“Dizer que felicidade dá medo é muito engraçado, porque o que todo o mundo mais quer é ser feliz. Mas a verdade é que, quando a pessoa sente que está tudo ótimo, ela começa a sentir que um raio vai cair em sua cabeça a qualquer momento.
Não há nada capaz de provocar medo maior da felicidade do que a felicidade sentimental, que é o sonho da maior parte das pessoas – o encaixe sentimental. Quanto mais as pessoas ficam encaixadas e felizes em uma relação amorosa maior é o medo que elas têm de que um raio caia em suas cabeças, que estrague tudo, ou de que alguma tragédia grave aconteça. E essa iminência de tragédia é uma sensação tão ruim que as pessoas, às vezes, preferem abrir mão de tal felicidade só para se livrarem dessa sensação horrorosa de iminência de tragédia – essa é uma das maiores causas dos mecanismos autodestrutivos.
O mecanismo autodestrutivo é sempre relacionado com não suportar a coisa boa que se tem, então, se destrói um pedaço dela – paga-se um dízimo. Até para tomar pinga as pessoas têm que dar uma parte dessa bebida para o santo.
O fator mais importante desse encaixe sentimental é o medo da felicidade, um fenômeno universal que está na raiz do pensamento supersticioso desde que o Homem é Homem: se estiver tudo bem é necessário bater na madeira, entre outros rituais, para que não haja nenhuma tragédia iminente. E no amor o pavor é maior ainda. Mesmo em sociedades bastante pragmáticas e supostamente civilizadas existem preconceitos contra números. Por exemplo, até recentemente, nos aviões americanos, não havia poltrona de número treze, e em alguns prédios mais antigos, até hoje, pula-se o décimo terceiro andar.
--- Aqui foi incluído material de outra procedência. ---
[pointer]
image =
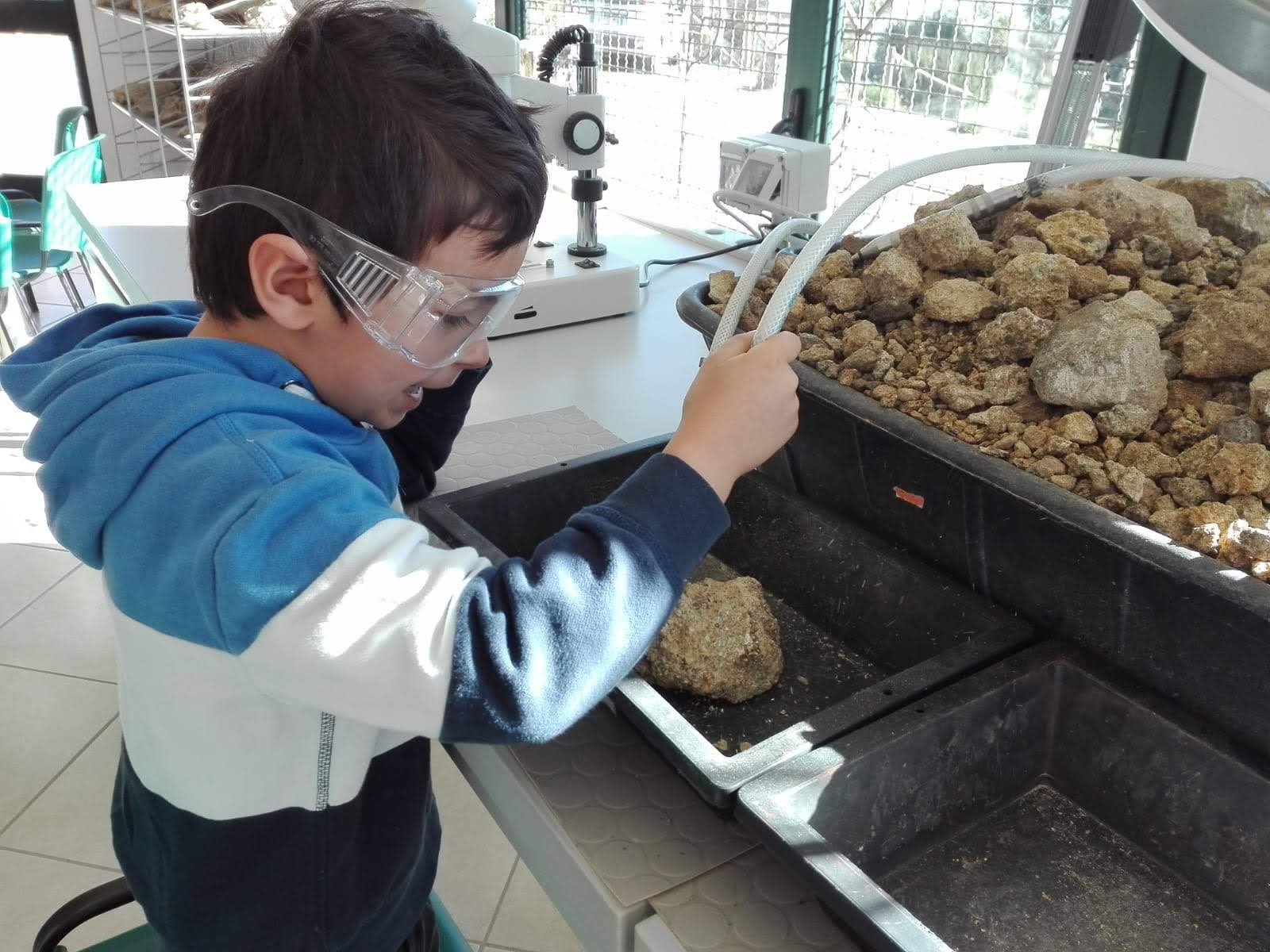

Eu trabalho com a hipótese de que o medo da felicidade está relacionado com o trauma do nascimento: estávamos nós no útero em total harmonia, sendo este o primeiro registro cerebral, e o segundo registro cerebral é uma dramática ruptura daquela harmonia em que vivíamos. Então toda vez, na vida adulta, que conseguimos chegar perto de alguma harmonia começa a vir imediatamente o medo, como se fosse um reflexo condicionado, de que outra tragédia/destruição irá acontecer. Agora não será o nascimento e sim a morte, uma ruptura iminente. Tudo isso relacionando o amor com o fenômeno do nascimento e a destruição com a experiência relativa ao medo da própria felicidade”.